Monday, May 19, 2014

Hoping for a better India..

16th May 2014. I would like to record this date when a turning point was set for India. When a change in true sense was initiated. 5 years on will it be? I hope it will. For too long the country has seen weak, indecisive leadership, leadership that has been content to project weakness for sake of its survival.

As a child, watching cricket it never ceased to amaze me how countries much smaller than India were able to turn out teams that would give India a thorough drubbing. It defied common sense that a country with 1 billion people should lose in its national game to a country with less than 10 million people. Did we not have good players? Did a wider base not mean more to choose from? Or was the system that selected at fault. It had to be the latter. A growing years found out, it was the case in not just cricket, but every sphere.

Leadership and administration qualities have been a good-to-have quality, rarely a must to take charge of the high offices of the land.

Perhaps this election has brought about that change...

It is interesting and almost re-assuring to see that change come from a party that has been otherwise labelled all sorts of unpleasant names. Despite all that here was a party that was able to step aside from the heirloom mould and pass the baton to a younger candidate on merit of his administrative calibre. India saw that and voted for him.

Which other party can claim to have done that? Not one I can think of...

The outgoing incumbent, the grand old party, one would have thought could have set this precedent - depressingly it failed to. A generation grew up watching a government sit on the sides as its ministers tore and abused the fabric of India's governance for their own ends. CWG games, 2G scam, coalgate. Was there a leadership at all?

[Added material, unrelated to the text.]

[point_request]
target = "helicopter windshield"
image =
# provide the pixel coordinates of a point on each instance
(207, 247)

In his recent book 'The accidental Prime minister' Sanjaya Baru wrote that no minister in the Manmohan Singh Government felt he owed his berth to the Prime Minister. Manmohan Singh himself had low respect for most of his minister's administrative capabilities barring 1-2 individuals. Think of a cricket team where the captain doesn't trust any of his players, the players do not have any respect for the captain, they run amok and when they do, Captain just sits and watches. Not what you would call a Government - a 'curse' is a better if strong word.

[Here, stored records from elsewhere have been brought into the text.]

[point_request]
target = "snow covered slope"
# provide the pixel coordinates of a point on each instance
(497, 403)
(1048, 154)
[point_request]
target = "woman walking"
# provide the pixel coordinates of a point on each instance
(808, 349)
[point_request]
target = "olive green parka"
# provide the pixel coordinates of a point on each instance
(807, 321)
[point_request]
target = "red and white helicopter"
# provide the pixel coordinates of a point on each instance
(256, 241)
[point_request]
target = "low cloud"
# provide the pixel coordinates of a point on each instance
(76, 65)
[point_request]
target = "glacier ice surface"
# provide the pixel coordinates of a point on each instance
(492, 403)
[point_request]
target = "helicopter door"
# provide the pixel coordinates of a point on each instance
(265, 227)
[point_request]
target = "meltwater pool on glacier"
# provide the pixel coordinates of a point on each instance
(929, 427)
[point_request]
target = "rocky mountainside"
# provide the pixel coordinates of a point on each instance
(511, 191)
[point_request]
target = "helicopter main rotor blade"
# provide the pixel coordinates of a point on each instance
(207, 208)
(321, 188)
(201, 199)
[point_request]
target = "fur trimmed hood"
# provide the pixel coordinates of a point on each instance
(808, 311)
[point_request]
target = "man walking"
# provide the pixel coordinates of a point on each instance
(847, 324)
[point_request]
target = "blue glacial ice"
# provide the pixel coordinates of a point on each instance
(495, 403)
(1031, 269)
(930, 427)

One hopes though, they can learn their lessons from this episode. The story from this election should not be a one off wonder that India occasionally gets lucky with. It should be that if you choose leaders that matter, leaders who can deliver, the country will choose you.

One hopes for parties to embrace this simple change - Choose its leaders on merit than tradition. Listen to the sentiment of the people, show that you listen and act decisively when you have heard it. That's it

In that change, is the longevity of Indian turnaround really possible. That is the turning point I hope this election will become.